Griffin (1949) first introduced the concept of hydrophilic-lipophilic balance (HLB) to quantify for the relative affinity of surfactant for water and oil. According to this empirical relation, each oil is characterized by "required HLB?? (HLBreq), corresponding to the HLB of the surfactant resulting in the most stable emulsion. However, this method doesn't take into account the effect of other formulation variables such as salinity, hardness, temperature, alkali, alcohol (co-solvent) type and concentration and co-surfactant type and concentration. Winsor (1954) introduced the R-ratio that relates the relative energies of interaction between the surfactant adsorbed at the interface and the aqueous and oil phases surrounding it.
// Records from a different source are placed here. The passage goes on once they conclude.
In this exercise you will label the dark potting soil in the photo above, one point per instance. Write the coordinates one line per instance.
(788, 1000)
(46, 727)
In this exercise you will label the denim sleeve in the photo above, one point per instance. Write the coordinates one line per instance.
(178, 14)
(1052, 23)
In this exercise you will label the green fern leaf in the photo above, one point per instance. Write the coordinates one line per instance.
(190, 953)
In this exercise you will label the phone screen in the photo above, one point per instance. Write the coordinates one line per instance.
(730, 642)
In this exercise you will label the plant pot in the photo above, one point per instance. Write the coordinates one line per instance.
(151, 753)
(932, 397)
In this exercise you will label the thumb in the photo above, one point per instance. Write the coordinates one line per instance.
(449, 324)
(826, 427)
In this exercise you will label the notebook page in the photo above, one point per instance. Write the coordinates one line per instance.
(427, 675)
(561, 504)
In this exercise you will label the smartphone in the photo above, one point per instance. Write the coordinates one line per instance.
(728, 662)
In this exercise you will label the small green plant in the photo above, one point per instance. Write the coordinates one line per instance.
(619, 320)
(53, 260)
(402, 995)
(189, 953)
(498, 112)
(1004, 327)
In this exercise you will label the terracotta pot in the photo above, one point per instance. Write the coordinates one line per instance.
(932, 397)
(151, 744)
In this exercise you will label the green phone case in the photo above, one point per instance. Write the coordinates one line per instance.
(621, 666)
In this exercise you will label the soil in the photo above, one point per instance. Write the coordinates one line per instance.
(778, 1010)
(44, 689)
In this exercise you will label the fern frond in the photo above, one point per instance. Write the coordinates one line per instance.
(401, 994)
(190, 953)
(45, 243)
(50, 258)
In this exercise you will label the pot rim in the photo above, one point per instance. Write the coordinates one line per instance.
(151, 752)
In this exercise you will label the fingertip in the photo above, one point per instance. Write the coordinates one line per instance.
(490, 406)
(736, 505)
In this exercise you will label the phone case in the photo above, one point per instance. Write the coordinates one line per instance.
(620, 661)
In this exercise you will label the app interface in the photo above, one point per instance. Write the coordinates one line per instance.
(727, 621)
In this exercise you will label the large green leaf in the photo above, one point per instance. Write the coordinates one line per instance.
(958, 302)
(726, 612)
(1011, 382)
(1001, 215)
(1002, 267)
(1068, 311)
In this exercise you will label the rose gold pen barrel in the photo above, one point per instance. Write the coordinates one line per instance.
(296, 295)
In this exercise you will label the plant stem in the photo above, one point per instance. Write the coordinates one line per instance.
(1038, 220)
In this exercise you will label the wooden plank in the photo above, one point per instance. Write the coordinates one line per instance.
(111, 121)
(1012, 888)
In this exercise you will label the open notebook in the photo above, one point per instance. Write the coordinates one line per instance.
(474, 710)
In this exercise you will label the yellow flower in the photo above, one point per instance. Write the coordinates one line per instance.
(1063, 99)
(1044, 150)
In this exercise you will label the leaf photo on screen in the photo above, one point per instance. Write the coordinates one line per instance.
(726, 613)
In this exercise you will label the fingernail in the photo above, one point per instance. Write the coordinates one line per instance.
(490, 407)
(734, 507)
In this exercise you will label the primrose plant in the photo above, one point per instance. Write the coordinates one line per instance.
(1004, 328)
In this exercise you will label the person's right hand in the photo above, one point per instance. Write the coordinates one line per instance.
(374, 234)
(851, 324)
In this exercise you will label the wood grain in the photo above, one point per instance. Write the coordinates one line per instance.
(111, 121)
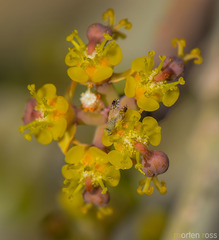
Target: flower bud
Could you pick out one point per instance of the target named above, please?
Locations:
(30, 113)
(95, 197)
(154, 163)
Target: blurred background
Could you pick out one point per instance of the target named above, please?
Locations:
(33, 48)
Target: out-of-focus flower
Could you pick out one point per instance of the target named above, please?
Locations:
(97, 67)
(47, 115)
(88, 163)
(148, 92)
(195, 53)
(173, 67)
(109, 17)
(153, 163)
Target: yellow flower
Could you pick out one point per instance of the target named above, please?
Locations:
(145, 89)
(98, 66)
(48, 116)
(195, 53)
(88, 163)
(126, 133)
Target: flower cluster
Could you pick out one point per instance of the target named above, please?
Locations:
(123, 134)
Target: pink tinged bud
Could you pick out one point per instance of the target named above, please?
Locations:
(30, 113)
(155, 163)
(96, 197)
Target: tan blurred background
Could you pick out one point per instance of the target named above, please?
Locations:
(33, 48)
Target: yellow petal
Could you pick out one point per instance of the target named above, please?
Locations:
(78, 74)
(155, 139)
(72, 59)
(99, 155)
(149, 123)
(47, 91)
(138, 64)
(170, 97)
(106, 140)
(102, 73)
(117, 159)
(114, 55)
(148, 104)
(58, 129)
(130, 86)
(61, 104)
(69, 172)
(111, 176)
(75, 154)
(65, 142)
(44, 136)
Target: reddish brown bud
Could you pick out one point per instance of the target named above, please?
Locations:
(30, 113)
(154, 163)
(96, 197)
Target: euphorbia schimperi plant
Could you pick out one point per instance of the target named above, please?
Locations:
(122, 139)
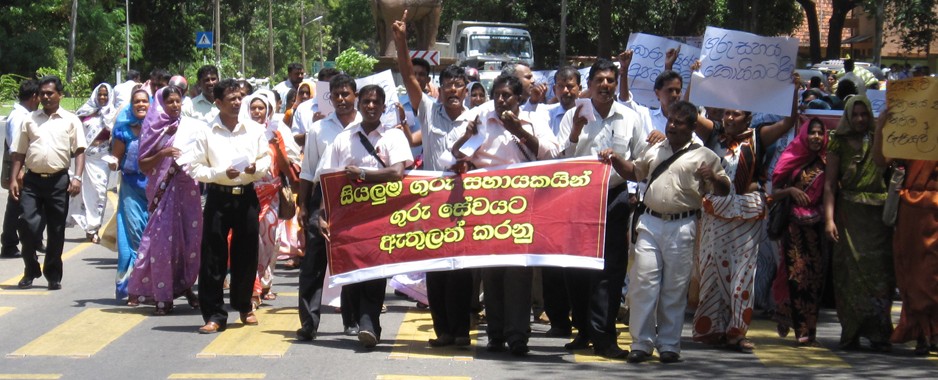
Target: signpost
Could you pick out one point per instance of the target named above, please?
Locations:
(204, 40)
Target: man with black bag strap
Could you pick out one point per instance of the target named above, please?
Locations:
(28, 102)
(681, 173)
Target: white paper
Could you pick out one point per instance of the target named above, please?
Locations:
(323, 100)
(648, 56)
(745, 71)
(587, 110)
It takes into account the molecular effects at the interface, but is still limited by the fact that energies of interaction cannot be measured experimentally. Shinoda (1964) proposed a method based on the determination of phase inversion temperature (PIT) - equivalent to cloud point phenomenon (decrease in hydrophilicity of ethylene oxide moiety of surfactants upon heating). It takes into account the effect of formulation variables (salinity, oil, additives), but in practice this technique can be applied only to ethoxylated nonionic surfactants, since ionic surfactants show opposite sensitivity to temperature.